Southeastern Section - 67th Annual Meeting - 2018

Paper No. 33-7
Presentation Time: 3:55 PM

REGULATION OF MICROBIAL ACTIVITY AND SOIL ORGANIC MATTER DECOMPOSITION IN RESPONSE TO RESOURCES AVAILABILITY BY OPTIMIZING ENZYME ALLOCATION: AN OMICS-INFORMED MODEL STUDY


SONG, Yang1, MAYES, Melanie2, YAO, Qiuming3, WANG, Gangsheng2 and YANG, Xiaojuan2, (1)Climate Change Science Institute and Environmental Sciences Devision, Oak Ridge National Lab, 1 Bethel Valley Rd., Oak Ridge, TN 37830, (2)Climate Change Science Institute and Environmental Sciences Division, Oak Ridge National Laboratory, PO Box 2008, MS 6038, Oak Ridge, TN 37917, (3)Computer Science and Mathematics Division, Oak Ridge National Lab, Oak Ridge, TN 37830

Our metagenomics analysis of soil samples from both P-deficit and P-fertilization sites in Panama has demonstrated that community-level enzyme functions could adapt to maximize the acquisition of P and minimize energy demand for foraging. When water availability is limited during the dry season, microbial community will decrease the investment of enzymes for nutrients acquisition, but increase the investment of enzymes for water acquisition (known as the optimal foraging theory). This optimization scheme can mitigate the imbalance of C/P ratio between soil substrate and microbial community over the time and control microbial activity and soil biogeochemical processes in response to the alternation of dry and wet seasons in tropical soils. Dynamic allocation of multiple enzyme groups and their interactions with microbial activity and soil biogeochemical processes has rarely been considered in biogeochemical models due to the difficulties in identifying microbial functional groups and quantifying the change in enzyme expression in response to soil nutrient availability.

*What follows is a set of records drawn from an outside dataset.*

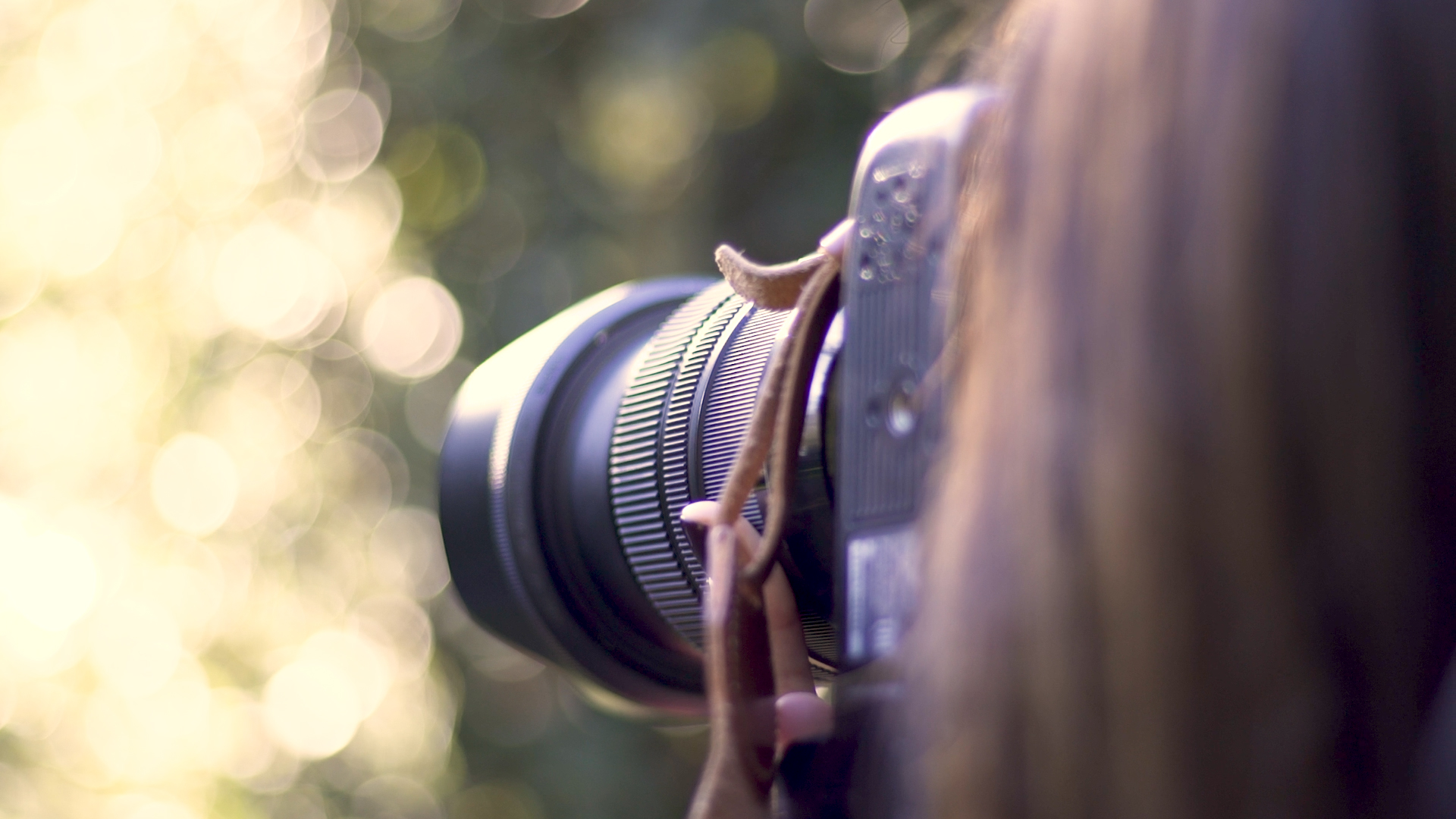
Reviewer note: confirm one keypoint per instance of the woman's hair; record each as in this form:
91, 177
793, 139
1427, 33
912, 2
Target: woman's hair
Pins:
1193, 553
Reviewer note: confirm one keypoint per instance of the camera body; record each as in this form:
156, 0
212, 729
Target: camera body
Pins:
573, 450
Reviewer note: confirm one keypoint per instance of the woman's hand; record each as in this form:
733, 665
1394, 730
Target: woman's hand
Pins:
800, 714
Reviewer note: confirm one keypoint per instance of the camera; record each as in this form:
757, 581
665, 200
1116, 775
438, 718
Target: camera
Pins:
573, 450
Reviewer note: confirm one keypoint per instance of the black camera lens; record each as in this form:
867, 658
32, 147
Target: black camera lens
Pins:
571, 453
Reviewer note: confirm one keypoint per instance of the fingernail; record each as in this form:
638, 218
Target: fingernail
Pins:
696, 538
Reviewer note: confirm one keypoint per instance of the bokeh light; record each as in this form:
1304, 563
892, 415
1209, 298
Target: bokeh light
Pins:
858, 37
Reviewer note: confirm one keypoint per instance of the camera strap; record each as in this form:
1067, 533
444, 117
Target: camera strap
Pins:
739, 670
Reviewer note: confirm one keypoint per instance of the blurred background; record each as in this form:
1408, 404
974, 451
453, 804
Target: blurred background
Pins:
248, 251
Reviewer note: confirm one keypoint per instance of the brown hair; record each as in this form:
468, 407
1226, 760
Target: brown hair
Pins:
1193, 547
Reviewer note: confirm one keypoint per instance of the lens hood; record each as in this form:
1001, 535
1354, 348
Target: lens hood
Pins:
525, 475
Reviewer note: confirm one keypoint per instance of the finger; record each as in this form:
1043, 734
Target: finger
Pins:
791, 656
791, 659
802, 716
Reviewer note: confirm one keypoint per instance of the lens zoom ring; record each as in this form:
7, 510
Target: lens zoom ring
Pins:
731, 394
650, 458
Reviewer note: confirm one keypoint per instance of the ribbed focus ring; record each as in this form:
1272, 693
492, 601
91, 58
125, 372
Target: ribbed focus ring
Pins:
650, 457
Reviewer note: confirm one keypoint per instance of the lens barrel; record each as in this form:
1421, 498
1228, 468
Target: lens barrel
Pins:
571, 453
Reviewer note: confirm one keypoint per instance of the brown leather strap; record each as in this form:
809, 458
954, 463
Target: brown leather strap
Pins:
739, 670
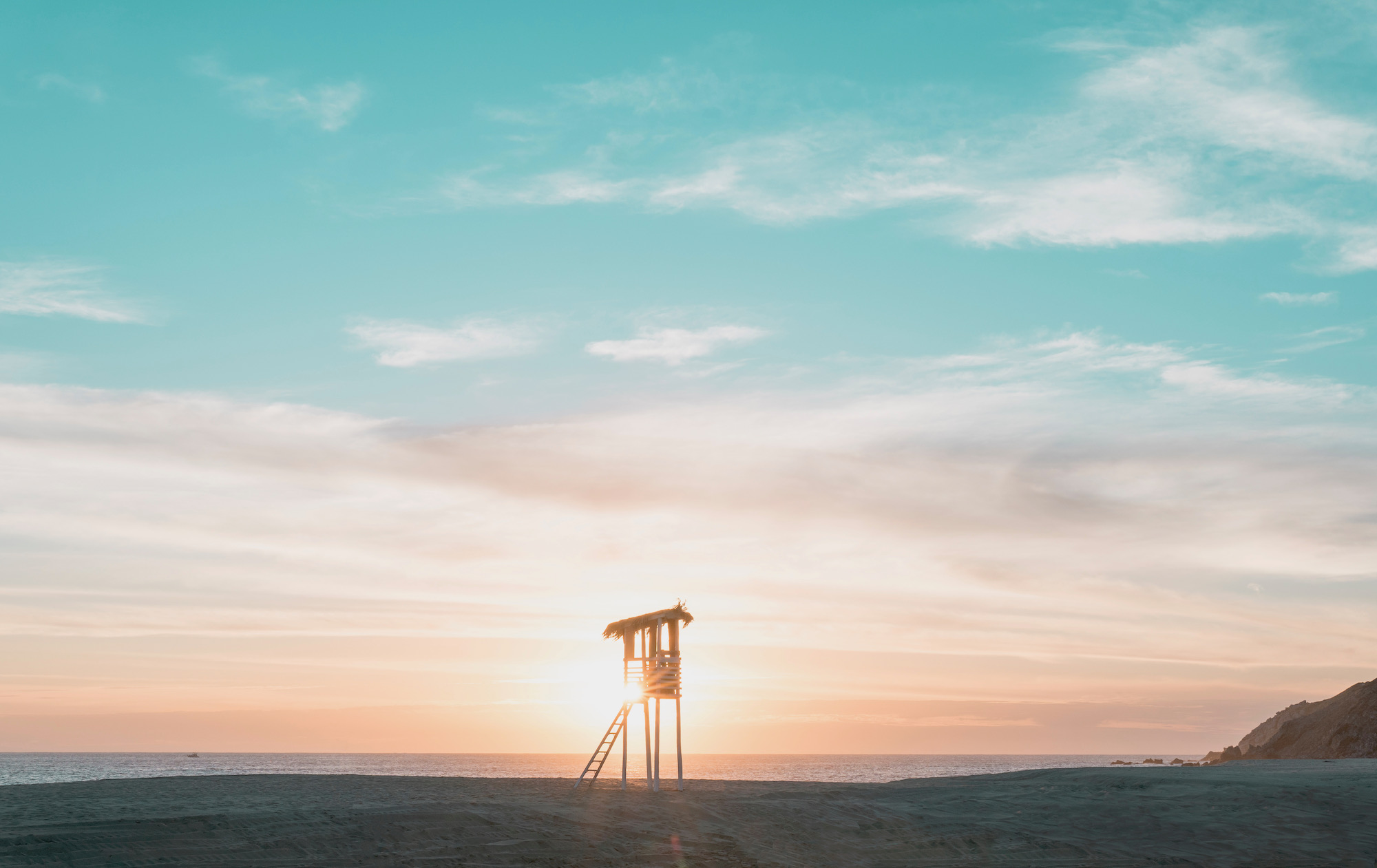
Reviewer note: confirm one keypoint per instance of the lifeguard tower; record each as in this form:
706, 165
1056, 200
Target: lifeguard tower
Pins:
652, 675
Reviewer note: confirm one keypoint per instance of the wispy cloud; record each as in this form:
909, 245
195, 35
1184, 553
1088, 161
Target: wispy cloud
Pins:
86, 90
407, 345
330, 107
675, 346
1201, 141
1296, 299
1328, 337
60, 288
1072, 496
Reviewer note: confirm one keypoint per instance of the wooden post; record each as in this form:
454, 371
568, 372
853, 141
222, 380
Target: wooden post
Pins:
645, 700
680, 741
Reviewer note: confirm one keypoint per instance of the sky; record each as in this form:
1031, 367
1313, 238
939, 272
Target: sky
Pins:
987, 377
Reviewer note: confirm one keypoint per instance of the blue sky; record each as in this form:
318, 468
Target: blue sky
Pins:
1060, 312
524, 170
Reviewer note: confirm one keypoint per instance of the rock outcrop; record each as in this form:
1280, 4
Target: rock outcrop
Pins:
1339, 728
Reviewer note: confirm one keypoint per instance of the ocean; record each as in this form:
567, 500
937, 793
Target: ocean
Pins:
842, 768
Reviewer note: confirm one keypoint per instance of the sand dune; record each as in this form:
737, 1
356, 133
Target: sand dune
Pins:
1258, 813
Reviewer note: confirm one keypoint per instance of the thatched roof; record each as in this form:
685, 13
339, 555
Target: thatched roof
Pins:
618, 630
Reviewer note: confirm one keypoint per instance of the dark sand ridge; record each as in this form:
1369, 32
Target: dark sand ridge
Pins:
1258, 813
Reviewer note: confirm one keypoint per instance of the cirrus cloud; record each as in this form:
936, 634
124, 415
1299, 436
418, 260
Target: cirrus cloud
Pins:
406, 345
675, 346
63, 290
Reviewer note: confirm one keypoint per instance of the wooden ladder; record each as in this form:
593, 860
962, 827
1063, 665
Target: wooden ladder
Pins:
605, 747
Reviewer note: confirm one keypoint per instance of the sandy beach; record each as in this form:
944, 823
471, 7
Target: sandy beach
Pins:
1285, 813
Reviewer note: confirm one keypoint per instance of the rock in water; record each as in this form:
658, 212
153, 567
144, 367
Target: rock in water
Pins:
1339, 728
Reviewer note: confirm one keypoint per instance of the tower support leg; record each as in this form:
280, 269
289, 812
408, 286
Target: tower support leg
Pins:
680, 741
649, 768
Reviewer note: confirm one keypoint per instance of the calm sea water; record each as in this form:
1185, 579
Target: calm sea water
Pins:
850, 768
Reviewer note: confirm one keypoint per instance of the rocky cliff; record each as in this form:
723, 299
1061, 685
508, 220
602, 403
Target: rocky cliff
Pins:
1342, 726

This study aims to represent the omics-informed optimal foraging theory in the Continuum Microbial ENzyme Decomposition model (CoMEND). The SOM pools in the model are classified based on soil chemical composition (i.e. Carbohydrates, lignin, N-rich SOM and P-rich SOM) and the degree of SOM depolymerization. The enzyme functional groups for decomposition of each SOM pool and N/P mineralization are identified by the relative composition of gene copy numbers. The responses of microbial activities and SOM decomposition to nutrient and water availability are simulated by optimizing the allocation of enzyme functional groups following the optimal foraging theory. The modeled dynamic enzyme allocation in response to P availability and the alternation of dry and wet seasons is evaluated by the metagenomics data measured from P addition and P-deficit soil samples in Panama sites. The implementation of dynamic enzyme allocation in response to nutrient and water availability in the CoMEND model enables us to capture the varying microbial activity and soil carbon dynamics in response to shifting nutrient constraints and the alternation of dry and wet seasons over time in tropical soils.